Set in 2001, the total acquisition cost of the F-35 was to be $233.0 billion. Compare that to the current estimate of $395.7 billion: cost growth has been $162.7 billion, or 70%: a lot more than what GAO stated in its summary.
However, the original $233 billion was supposed to buy 2,866 aircraft, not the 2,457 currently planned: making it $162 billion, or 70%, more for 409, or 14%, fewer aircraft. Adjusting for the shrinkage in the fleet, I calculate the cost growth for a fleet of 2,457 aircraft to be $190.8 billion, or 93%.
The cost of the program has almost doubled over the original baseline ...
... comparing the F-35 to the F-16 is a major error; associating those two aircraft is simply implausible. The two have very, very little in common. While they both are single engine aircraft that were planned to cost less than their contemporary higher cost complements (the F-15 and the F-22 respectively), the basic similarity stops there. The F-16 was conceived as a visual-range air to air fighter in the 1970s; it is a far, far more simple design, and it met its inherent affordability goal. The F-35A is a multi-role, multi-service design with stealth and many other highly complex (so-called “5th Generation”) attributes added in. It is a far, far more intricate aircraft and, as a result, failed to meet any affordability goal.
The F-35A has much more in common with its Lockheed stablemate, the F-22 ... To better predict unknown F-35 costs, we should start with known F-22 operating costs.
. . .
... the F-35 would cost $51,143 per hour to fly. Rather than an F-35A operating cost that is 56% more than the non-analogous F-16; it is more plausible, and analytically conservative, to calculate an operating cost that is 80% less than the highly comparable F-22—even if the improvement has not yet been demonstrated. The question should not be whether the F-35 can achieve 156% of the operating cost of the F-16; it should be whether it can achieve 80% of the operating costs of the F-22.
. . .
The F-35 should now be officially called “unaffordable and simply unacceptable.” All that is lacking is a management that will accept — and act — on that finding.
There's more at the link. Bold print is my emphasis.
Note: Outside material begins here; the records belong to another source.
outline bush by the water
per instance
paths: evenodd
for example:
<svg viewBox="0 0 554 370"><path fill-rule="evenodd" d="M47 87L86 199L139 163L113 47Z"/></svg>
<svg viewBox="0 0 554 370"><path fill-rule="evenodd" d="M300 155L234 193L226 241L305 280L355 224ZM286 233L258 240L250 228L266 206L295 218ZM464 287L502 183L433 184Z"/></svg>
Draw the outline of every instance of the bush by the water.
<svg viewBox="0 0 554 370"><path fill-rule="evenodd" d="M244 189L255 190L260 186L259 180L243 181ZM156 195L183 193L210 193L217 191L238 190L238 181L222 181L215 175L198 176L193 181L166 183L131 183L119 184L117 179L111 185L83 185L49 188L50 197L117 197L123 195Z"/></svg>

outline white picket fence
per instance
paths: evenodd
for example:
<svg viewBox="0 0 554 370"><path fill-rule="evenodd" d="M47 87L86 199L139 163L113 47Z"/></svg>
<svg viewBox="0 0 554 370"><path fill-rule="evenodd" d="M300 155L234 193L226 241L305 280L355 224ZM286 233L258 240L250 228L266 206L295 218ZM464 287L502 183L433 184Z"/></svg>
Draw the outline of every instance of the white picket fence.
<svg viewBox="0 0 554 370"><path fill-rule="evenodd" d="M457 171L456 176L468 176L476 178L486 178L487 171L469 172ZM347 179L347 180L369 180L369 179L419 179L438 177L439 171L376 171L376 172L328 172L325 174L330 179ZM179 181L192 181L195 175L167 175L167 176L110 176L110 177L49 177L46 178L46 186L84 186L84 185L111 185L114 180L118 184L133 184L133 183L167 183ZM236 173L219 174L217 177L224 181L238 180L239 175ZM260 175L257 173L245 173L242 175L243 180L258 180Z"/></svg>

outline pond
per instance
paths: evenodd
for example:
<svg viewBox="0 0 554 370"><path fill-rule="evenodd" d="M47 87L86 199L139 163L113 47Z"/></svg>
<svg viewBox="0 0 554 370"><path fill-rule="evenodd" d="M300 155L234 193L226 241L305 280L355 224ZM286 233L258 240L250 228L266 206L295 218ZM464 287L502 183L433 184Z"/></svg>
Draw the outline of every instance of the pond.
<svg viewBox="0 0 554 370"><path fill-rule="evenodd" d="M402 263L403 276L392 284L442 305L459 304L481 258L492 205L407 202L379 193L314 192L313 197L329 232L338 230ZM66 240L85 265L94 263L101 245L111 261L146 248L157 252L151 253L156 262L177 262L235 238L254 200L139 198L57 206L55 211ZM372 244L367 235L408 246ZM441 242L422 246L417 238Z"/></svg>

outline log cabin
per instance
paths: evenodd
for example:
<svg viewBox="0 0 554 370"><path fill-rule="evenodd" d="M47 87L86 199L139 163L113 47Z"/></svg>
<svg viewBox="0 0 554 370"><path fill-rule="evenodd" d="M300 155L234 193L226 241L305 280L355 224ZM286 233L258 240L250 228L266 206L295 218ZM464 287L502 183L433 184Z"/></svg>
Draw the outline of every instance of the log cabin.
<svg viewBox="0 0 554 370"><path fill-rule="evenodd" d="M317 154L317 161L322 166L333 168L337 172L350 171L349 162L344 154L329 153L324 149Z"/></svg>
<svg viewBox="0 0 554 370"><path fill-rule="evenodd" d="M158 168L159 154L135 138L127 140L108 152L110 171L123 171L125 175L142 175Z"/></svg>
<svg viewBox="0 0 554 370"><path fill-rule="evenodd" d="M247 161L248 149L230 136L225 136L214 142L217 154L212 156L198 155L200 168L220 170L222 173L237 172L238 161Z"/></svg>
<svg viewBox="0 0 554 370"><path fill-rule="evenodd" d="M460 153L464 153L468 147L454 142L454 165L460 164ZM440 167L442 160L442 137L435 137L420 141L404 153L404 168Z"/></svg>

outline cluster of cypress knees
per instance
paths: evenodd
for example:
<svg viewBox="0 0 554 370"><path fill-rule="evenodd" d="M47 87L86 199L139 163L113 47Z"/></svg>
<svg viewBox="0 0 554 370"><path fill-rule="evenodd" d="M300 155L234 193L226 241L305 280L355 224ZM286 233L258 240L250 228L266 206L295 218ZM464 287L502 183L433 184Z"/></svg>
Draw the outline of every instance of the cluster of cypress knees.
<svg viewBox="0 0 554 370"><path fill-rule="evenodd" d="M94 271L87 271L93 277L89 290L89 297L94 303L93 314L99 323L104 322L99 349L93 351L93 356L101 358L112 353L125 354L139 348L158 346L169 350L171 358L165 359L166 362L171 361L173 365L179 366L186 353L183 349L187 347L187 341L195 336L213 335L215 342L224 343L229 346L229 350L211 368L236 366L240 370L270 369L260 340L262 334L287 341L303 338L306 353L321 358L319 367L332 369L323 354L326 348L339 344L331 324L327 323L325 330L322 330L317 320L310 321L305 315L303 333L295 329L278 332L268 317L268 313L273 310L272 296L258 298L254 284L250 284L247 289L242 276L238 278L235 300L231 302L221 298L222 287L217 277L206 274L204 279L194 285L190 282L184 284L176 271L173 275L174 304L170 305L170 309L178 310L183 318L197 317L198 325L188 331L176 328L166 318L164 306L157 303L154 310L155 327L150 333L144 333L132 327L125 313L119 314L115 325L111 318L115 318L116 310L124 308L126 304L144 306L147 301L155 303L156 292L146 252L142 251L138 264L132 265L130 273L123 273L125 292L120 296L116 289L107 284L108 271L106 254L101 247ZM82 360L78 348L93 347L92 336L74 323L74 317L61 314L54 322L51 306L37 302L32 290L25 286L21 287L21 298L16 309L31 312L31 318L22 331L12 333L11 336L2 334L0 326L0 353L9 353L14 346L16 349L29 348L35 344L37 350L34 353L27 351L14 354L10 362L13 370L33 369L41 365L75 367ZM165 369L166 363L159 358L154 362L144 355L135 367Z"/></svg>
I fully support and endorse Mr. Winslow's perspective. I fear the F-35 program has degenerated into nothing more or less than a monumental boondoggle, channeling hundreds of billions of dollars of taxpayers' money into the constituencies of Representatives and Senators who've allowed its costs to balloon to horrific proportions as a result. It's simply no longer affordable. Even if it were, the ongoing problems with its testing and evaluation suggest it'll no longer be adequate for the combat environment it will face by the time it reaches full operational capability.
I think it's high time the entire F-35 program was scrapped. I realize there's no alternative on the horizon, so it may be militarily undesirable to scrap it; but I submit it'll never be bought in the numbers desired by the USAF, USN and USMC anyway. I doubt very much if it'll be bought in even half those numbers. It's simply too costly.
We can no longer afford this bottomless money pit. It's time to kill it before it drags the rest of the defense budget down with it.